From there, with fascinating anecdotes of the author's own experiences, Krakauer guides us on his own personal journey--his physical challenges and struggles as well as the emotional suffering of the climb, the deaths, the survival and the flashbacks that continue to haunt him to this day.
As with all personal accounts, there's always another side to the story and "Into Thin Air" is no exception. At the end of the book in postscript, the author includes notes about literary attacks, many of which he defends successfully; and sorrowful, some quite angry, responses from members of the families of those who lost their lives. I can't imagine what Krakauer must have lived through and his continuing nightmare about that disastrous day more than 20 years ago.
A must read for those interested in attempts to summit Everest and to bear witness to the perseverance, sacrifice and steadfast determination that possesses intrepid explorers and drives them to stand on top of the world. Remember, reaching the summit is only half the journey and 80% of the Everest fatalities occur on the way back down.
I found the book compelling from the get-go, and downright gripping at times.
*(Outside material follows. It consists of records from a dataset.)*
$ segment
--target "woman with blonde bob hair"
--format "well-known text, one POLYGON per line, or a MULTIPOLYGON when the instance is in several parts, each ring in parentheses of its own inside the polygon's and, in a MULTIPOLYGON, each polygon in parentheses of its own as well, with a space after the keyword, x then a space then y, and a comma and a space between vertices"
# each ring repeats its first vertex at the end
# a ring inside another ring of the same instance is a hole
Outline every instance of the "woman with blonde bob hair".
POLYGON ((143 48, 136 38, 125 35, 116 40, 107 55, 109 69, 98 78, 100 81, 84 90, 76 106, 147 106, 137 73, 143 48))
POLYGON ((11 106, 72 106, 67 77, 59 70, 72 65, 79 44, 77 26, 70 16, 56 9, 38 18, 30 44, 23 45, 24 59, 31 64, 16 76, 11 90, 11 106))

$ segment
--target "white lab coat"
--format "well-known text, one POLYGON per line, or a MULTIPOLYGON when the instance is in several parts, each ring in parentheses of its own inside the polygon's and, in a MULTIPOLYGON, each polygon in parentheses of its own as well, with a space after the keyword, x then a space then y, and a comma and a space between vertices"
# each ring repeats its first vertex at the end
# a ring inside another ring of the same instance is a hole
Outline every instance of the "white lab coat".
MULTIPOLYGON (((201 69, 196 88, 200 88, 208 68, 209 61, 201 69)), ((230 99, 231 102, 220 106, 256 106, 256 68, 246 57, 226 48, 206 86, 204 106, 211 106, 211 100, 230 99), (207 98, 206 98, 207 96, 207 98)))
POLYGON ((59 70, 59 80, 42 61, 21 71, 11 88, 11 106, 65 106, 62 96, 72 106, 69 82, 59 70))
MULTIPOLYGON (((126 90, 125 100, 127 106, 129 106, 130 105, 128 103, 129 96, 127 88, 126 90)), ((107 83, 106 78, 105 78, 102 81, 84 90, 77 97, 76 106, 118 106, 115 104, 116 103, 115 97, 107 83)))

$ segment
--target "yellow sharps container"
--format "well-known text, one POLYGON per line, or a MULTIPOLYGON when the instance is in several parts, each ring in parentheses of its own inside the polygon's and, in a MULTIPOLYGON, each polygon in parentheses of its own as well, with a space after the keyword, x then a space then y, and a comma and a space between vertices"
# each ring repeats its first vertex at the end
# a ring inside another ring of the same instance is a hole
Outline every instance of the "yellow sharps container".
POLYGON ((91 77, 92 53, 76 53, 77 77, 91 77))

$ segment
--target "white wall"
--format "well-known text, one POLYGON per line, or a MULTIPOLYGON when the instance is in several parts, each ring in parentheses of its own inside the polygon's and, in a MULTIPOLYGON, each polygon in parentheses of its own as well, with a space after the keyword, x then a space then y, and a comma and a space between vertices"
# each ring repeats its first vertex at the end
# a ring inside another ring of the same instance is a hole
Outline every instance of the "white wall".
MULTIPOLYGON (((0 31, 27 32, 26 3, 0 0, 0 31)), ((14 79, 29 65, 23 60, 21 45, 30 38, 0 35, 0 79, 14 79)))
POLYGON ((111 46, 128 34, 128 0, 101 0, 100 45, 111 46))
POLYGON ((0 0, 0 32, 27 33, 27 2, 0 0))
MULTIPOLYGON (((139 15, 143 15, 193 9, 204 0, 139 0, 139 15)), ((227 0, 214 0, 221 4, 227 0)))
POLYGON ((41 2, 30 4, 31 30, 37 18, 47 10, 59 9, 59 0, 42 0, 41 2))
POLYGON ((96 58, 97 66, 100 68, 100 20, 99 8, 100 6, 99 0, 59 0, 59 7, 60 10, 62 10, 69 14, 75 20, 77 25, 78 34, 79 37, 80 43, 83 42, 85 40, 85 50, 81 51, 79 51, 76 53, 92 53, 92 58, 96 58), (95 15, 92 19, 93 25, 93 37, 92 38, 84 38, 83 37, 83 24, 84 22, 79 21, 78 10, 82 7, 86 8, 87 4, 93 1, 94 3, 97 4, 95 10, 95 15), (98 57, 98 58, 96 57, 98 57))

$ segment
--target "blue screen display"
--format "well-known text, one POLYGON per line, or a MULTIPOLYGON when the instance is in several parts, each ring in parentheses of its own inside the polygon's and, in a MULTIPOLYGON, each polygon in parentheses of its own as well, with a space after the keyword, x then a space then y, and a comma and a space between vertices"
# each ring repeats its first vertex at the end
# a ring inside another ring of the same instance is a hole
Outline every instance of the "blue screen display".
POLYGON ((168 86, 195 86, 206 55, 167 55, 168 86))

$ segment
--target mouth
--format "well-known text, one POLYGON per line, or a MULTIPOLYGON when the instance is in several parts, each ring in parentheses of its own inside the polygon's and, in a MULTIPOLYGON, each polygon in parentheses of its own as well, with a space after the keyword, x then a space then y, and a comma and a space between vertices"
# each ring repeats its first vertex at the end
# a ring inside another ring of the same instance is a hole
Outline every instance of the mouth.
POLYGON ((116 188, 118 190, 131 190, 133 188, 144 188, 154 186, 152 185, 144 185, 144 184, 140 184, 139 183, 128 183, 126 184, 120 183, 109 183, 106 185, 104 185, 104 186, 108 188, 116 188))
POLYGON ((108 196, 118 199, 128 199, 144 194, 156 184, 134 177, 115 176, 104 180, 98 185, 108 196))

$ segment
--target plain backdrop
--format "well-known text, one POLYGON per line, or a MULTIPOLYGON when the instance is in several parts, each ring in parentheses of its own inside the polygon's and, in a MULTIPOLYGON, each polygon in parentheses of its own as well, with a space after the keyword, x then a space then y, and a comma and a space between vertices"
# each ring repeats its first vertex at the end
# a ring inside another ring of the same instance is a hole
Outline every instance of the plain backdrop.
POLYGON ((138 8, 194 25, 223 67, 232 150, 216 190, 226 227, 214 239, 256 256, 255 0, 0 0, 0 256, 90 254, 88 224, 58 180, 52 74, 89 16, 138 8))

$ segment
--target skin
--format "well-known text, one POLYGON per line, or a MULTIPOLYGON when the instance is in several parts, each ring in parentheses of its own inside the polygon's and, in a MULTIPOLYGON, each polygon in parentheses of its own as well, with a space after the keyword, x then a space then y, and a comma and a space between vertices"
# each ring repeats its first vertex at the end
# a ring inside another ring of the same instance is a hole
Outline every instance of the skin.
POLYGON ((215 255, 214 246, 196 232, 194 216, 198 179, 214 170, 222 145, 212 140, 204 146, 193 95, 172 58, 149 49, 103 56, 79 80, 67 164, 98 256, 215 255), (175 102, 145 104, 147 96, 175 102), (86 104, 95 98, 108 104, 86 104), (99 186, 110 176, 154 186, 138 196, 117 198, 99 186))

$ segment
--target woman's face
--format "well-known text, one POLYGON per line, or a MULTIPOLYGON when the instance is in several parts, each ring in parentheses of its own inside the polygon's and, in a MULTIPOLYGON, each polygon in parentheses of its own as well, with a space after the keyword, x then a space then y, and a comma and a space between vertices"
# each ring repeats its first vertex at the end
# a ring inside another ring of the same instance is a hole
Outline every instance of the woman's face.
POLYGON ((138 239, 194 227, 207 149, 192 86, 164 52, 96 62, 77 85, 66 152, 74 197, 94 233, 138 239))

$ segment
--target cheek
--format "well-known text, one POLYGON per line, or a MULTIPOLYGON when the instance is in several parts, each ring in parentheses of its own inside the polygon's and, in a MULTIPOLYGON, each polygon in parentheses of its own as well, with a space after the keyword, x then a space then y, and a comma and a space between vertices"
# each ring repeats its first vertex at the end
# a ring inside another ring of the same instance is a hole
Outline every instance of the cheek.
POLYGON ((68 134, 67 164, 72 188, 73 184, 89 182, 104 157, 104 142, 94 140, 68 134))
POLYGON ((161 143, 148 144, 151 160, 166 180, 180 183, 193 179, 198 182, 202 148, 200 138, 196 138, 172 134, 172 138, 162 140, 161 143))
He did a good job of piecing together where the various actors were on the mountain at pivotal moments of the final ascent and descent to and from the summit.
My only beef: Could've benefited from more photos, e.g. Some of the other major characters in the story (The rich, deletente, Sandy Pittman; The guides and clients of the expedition; the members of the other expeditions [the Taiwanese team, the South Africans]...and especially THE SHERPAS! Why no photos of the SHERPAS?).
I've never climbed a mountain, yet at times Krakauer had me gasping for air.